A finance employee is booking a restaurant for a team dinner. The reservation site asks her to verify she is human. She has done this a thousand times. The page tells her to press the Windows key and R, paste what is already on her clipboard, and hit Enter. She does it without thinking. There is no download, no attachment, no warning from her antivirus. The verification box disappears and the site loads normally. Nothing seems wrong.

What actually happened is that she just ran a PowerShell command that installed an information stealer on her machine. Within minutes, her browser cookies, saved passwords, and active session tokens are on their way to a server she will never see. No malware got past the email filter, because nothing arrived by email. No file triggered the endpoint agent, because she typed the command in herself.

This is ClickFix, and in the space of about eighteen months it has gone from a curiosity to the single most common way attackers gain initial access. Microsoft attributed roughly 47 percent of initial access attacks in 2025 to this one technique. That is not a niche trick anymore. It is the front door.

The uncomfortable truth is that ClickFix does not exploit a software vulnerability. It exploits the user's willingness to follow instructions, and most of our defences were never designed to stop that.

How the attack actually works

ClickFix is built around a simple deception. The attacker compromises a legitimate website or stands up a convincing fake, then replaces a routine step such as a CAPTCHA or a browser error with a fake version. The fake prompt tells the user that to prove they are human, fix a display problem, or complete verification, they need to perform a few quick steps.

Those steps are almost always the same. Press Windows and R to open the Run dialog, or open a terminal. Paste the command that has already been copied to the clipboard in the background. Press Enter. The user believes they are completing a security check. They are actually executing the attacker's code with their own hands.

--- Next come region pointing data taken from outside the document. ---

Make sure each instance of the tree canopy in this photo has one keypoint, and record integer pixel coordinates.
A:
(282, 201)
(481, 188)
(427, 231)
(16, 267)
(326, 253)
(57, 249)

The payload is usually a PowerShell command that quietly downloads and runs the real malware. Common families seen through late 2025 and into 2026 include information stealers such as LummaStealer, StealC, and Amatera, along with remote access tools like AsyncRAT and Xworm. The exact payload varies. The delivery method does not.

Variants have multiplied quickly. CrashFix dresses the lure up as a system crash dialog. FileFix abuses the File Explorer address bar instead of the Run dialog. A DNS-based version hides the command inside an nslookup query. The surface details keep changing, but every variant relies on the same thing: convincing the person to run the command themselves.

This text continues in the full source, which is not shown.